In the setting of cancer, cellular metabolism is reprogrammed to support proliferation (1,2). Therefore, cancer cells exhibit a unique metabolic fingerprint that provides a means to differentiate them from benign tissues. Over the years, a variety of imaging probes have been developed to noninvasively detect cancer-specific metabolic changes. The most commonly used probe is the PET radiotracer 18F-FDG, which structurally mimics glucose and exhibits increased uptake in malignant cells due to their elevated energetic demand. 18F-FDG PET has been an effective tool for staging and restaging tumors to determine prognosis and therapeutic response, and it has demonstrated utility in detecting distant metastases (3). However, numerous enzymatic pathways downstream of cellular glucose uptake are also perturbed in cancer (Fig. 1), and assessment of these alterations can provide additional criteria for tumor characterization and patient stratification. In recent years, the emergence of hyperpolarized 13C MR spectroscopic imaging (MRSI) has provided a means to noninvasively quantify flux through enzymatic pathways in vivo. This technology is becoming increasingly clinically relevant as a new wave of drugs that target specific metabolic pathways—as opposed to DNA synthesis or repair mechanisms, which are the target of traditional chemotherapy—are entering the Food and Drug Administration–approval pipeline (4,5). In recent years, the field of hyperpolarized MRSI has made great strides toward improving data acquisition methods, while other groups in the field have developed an array of probes with the ability to noninvasively measure glycolysis, glutaminolysis, isocitrate dehydrogenase (IDH) activity, pH, and redox status.
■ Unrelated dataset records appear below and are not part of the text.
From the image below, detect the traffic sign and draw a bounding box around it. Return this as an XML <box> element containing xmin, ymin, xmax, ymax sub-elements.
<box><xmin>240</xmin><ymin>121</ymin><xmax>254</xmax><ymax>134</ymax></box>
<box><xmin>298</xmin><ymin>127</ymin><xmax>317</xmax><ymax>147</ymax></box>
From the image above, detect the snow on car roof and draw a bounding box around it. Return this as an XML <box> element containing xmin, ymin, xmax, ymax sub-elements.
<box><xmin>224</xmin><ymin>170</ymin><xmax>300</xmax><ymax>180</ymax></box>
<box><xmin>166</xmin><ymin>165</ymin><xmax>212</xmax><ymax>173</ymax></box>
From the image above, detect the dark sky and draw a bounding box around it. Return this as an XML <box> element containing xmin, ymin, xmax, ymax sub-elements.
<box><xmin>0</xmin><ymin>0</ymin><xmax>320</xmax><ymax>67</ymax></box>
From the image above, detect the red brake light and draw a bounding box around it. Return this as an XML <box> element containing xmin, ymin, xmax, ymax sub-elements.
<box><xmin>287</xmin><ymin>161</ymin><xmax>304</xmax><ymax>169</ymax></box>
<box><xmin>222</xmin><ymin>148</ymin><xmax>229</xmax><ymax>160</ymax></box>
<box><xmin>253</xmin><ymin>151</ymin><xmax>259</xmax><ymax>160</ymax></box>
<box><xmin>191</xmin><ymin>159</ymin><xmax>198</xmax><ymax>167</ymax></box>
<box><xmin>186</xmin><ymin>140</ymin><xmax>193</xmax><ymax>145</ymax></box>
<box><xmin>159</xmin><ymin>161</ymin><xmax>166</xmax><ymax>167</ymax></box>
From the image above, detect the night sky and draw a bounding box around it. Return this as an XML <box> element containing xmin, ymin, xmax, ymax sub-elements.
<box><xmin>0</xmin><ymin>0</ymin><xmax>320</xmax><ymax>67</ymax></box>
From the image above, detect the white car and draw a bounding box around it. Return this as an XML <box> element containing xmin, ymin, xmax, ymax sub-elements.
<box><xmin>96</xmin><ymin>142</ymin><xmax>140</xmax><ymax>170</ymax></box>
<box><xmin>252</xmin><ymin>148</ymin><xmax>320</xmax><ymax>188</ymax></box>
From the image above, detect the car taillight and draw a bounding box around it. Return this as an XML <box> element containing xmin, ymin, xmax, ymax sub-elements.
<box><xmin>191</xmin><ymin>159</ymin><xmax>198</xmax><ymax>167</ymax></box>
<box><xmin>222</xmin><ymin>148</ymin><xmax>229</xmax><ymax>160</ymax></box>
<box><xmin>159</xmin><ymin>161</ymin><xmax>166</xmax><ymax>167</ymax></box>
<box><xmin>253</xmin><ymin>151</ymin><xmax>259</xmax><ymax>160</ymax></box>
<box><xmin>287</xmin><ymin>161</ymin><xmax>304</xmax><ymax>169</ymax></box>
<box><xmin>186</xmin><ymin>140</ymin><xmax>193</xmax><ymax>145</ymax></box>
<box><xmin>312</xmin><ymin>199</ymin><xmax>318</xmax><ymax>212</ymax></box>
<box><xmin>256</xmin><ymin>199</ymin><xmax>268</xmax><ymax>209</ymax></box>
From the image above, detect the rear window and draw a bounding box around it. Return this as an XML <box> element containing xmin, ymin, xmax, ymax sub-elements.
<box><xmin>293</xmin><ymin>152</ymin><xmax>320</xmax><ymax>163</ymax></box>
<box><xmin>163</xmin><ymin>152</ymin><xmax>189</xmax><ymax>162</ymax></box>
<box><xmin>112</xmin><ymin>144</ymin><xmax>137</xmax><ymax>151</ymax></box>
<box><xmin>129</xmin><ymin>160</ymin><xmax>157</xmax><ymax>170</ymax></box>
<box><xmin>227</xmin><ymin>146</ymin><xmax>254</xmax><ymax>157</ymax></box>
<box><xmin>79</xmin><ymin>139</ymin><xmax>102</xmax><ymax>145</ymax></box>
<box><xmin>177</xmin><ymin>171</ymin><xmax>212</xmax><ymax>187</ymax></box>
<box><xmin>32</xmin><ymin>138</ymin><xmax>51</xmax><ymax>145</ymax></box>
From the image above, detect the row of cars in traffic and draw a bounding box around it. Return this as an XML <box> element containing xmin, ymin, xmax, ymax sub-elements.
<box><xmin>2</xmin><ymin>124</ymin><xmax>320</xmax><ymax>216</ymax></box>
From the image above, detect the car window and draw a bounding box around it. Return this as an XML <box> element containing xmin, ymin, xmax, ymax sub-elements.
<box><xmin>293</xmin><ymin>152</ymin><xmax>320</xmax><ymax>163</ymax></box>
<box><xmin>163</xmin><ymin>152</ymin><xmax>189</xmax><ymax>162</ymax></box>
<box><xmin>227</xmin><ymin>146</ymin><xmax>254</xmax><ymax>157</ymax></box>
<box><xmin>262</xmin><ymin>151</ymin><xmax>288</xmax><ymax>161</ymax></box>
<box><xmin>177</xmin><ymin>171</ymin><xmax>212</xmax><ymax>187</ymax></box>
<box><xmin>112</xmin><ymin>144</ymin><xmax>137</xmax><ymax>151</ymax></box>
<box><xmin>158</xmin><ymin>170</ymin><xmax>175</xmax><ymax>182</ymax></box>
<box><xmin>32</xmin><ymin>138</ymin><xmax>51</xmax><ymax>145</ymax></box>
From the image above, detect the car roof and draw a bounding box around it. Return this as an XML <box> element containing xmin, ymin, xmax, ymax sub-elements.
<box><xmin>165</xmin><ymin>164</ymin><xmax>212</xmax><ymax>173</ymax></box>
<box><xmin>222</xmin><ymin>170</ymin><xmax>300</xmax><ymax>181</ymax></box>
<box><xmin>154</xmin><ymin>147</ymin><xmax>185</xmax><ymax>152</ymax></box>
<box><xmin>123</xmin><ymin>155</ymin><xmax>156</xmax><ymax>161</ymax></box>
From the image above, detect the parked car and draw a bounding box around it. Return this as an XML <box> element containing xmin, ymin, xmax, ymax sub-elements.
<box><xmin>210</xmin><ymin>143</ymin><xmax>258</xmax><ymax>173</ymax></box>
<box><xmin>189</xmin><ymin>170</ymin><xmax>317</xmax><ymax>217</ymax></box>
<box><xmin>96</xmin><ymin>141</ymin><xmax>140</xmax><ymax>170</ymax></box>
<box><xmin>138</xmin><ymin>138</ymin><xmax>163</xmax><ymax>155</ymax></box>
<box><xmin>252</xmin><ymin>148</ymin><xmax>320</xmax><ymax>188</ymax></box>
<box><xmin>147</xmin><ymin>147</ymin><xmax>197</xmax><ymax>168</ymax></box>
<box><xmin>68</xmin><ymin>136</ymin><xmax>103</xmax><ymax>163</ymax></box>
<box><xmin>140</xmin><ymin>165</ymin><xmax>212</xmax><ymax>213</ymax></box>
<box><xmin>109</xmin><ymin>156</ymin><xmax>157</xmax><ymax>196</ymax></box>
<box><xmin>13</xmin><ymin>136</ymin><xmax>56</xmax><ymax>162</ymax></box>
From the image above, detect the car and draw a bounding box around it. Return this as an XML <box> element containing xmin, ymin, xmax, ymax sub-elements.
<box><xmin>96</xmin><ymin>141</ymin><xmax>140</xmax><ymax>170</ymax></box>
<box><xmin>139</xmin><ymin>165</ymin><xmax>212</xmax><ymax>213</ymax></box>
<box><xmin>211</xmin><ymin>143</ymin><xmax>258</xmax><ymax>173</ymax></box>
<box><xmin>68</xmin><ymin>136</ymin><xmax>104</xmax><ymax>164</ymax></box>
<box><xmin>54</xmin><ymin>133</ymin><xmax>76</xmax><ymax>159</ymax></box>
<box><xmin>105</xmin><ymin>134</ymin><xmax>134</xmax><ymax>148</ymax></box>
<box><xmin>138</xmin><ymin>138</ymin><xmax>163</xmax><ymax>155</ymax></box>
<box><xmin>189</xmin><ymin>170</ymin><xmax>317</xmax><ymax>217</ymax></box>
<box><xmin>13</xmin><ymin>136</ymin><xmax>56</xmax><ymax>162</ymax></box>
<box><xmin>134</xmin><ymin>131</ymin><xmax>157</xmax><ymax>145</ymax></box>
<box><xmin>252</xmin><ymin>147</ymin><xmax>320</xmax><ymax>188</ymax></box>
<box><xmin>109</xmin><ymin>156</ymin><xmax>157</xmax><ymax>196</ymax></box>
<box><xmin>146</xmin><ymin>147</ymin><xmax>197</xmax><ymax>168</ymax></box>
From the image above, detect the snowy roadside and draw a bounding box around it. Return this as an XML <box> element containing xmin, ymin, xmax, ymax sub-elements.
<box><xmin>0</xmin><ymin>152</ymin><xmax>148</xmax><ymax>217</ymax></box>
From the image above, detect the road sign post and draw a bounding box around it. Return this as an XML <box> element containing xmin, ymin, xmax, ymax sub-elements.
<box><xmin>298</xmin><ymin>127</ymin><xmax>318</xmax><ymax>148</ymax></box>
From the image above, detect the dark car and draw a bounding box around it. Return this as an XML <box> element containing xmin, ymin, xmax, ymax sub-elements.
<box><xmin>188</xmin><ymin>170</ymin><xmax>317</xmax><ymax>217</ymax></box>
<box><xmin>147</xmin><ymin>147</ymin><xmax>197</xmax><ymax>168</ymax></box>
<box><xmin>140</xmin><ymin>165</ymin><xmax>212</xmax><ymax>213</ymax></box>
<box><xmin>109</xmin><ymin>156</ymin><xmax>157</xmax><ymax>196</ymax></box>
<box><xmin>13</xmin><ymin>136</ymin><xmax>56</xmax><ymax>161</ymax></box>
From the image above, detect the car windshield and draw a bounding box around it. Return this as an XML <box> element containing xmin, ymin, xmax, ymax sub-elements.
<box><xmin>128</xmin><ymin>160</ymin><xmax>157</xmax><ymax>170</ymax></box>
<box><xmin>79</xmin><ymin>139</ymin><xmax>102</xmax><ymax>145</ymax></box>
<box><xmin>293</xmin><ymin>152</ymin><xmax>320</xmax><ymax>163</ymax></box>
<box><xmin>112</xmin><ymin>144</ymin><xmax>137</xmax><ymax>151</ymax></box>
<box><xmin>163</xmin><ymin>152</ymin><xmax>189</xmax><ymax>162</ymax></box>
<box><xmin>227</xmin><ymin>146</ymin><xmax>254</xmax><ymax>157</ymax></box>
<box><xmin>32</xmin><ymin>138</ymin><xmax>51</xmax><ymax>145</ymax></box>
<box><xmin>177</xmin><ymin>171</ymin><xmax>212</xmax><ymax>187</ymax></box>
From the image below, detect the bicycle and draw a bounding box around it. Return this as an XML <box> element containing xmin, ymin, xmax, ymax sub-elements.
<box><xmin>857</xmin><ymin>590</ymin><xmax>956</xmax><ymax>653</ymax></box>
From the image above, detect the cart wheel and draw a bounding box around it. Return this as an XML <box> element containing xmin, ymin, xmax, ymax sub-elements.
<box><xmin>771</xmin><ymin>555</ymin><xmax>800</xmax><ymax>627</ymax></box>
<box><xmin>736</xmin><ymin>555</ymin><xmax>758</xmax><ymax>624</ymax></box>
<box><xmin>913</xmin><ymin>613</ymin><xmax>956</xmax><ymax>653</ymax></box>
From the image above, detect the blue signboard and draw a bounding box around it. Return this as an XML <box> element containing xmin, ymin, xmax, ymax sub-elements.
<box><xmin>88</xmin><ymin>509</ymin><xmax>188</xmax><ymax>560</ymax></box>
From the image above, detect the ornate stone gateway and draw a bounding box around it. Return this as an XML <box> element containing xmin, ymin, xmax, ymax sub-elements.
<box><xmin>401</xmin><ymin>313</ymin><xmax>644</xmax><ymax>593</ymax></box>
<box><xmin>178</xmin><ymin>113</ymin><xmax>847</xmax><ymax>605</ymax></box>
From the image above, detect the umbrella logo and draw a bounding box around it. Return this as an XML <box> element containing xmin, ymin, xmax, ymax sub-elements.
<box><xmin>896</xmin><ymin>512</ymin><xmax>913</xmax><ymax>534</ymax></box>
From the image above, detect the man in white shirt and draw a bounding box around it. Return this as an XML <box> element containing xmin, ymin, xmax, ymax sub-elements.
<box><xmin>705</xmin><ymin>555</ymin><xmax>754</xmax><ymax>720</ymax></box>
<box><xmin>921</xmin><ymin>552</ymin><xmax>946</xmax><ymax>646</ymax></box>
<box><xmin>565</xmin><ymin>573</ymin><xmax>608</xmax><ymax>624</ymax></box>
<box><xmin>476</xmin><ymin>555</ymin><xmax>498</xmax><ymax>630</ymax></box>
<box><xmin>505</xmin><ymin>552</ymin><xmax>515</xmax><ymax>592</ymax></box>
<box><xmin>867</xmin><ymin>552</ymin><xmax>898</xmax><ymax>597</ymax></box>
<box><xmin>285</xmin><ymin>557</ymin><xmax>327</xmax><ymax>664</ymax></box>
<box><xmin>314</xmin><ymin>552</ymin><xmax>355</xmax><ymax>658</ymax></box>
MAGNETIC RESONANCE AND HYPERPOLARIZATION
MRSI interrogates the magnetic properties of atomic nuclei to acquire an array of spatially resolved nuclear MR spectra throughout a volume of interest, such as a patient’s body. The resonance frequency of a spectral peak, expressed in parts per million relative to the frequency of a reference standard, is known as its chemical shift and can be used to identify compounds and to quantify metabolite concentrations. With respect to cancer, this information can be used to determine malignancy and for tumor metabolic profiling (6). Furthermore, spectrometers can be tuned to selectively probe certain elements, for example, carbon, which is the focus of this review. 13C MRSI is limited by its low sensitivity due the small gyromagnetic ratio and low natural abundance of 13C (1.1%), which is the only stable isotope of carbon that can be detected via MR. Thus, it is difficult to acquire high–signal-to-noise ratio (SNR) spectra of endogenous metabolites with 13C MRSI even with multiple scans averaged over long periods of time. To circumvent this limitation, hyperpolarization can be used to facilitate the acquisition of high-SNR spectra in under a second.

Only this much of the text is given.